Als Mahlzeit gesehen wäre sie ein bunt gemischter Saisonsalat, eine feurige Lasagne und Erdbeeren mit Rahm. Sie ist ein sinnlicher, kreativer Mensch mit vielen Facetten. Wie viele es sind, zeigt sie nicht jedermann. Sie arbeitet gern mit den Händen und lässt aus verschiedenen Materialien Kunstwerke entstehen. Sie ist jemand, mit dem man Pferde stehlen und viel Spass haben kann. Zu ihrem 40. Geburi sind wir zwei an den Ort gegangen, an dem wir uns zum ersten Mal gesehen haben. Die Pension war zwar nicht mehr da, aber ein tolles Kurhaus. Wir liessen uns so richtig verwöhnen, ein ganzes Wochenende lang. Nebeneinander im Bett zu liegen und im dunkeln Zimmer zu quasseln bis uns die Augen zufielen war toll.
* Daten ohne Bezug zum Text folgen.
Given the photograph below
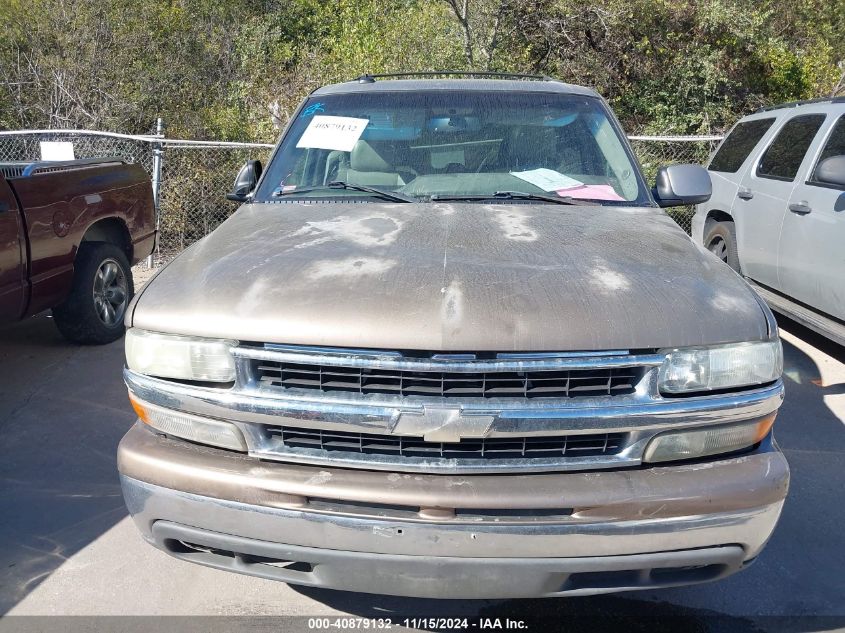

N ist wie ein ganz tiefer See. Es lohnt sich darin einzutauchen. Schade, dass es zu wenige Taucher gibt. Manchmal verliert sie sich etwas in der Tiefe und ich darf ihr Leuchtturm sein. Wir schreiben einander nun jeden Tag. Sie meistens per Handy, ich per Mail. Ich glaube, wir wissen alles voneinander, auch das Schwarze und Unangenehme. Wir haben wortwörtlich alle Hüllen fallen lassen. Auch harte Diskussionen gehören dazu, wir sind nicht immer einer Meinung. Obwohl sie bisher viel erreicht hat, ist sie weiter auf der Suche. Es gibt einiges, was unerfüllt geblieben ist. Ich bin an ihrer Seite und hoffe, dass sie offene Augen und Ohren hat und alles aufnimmt. Das Gute ins Töpfchen, das Schlechte ins Kröpfchen. Das Allerwichtigste ist unsere Freundschaft, die uns durchs Leben trägt. Sie ist mein Stern und ich bin ihrer.

 

 

 


Momo Appenzeller,
8.1.2015, 114. Jahrgang, Nr. 8.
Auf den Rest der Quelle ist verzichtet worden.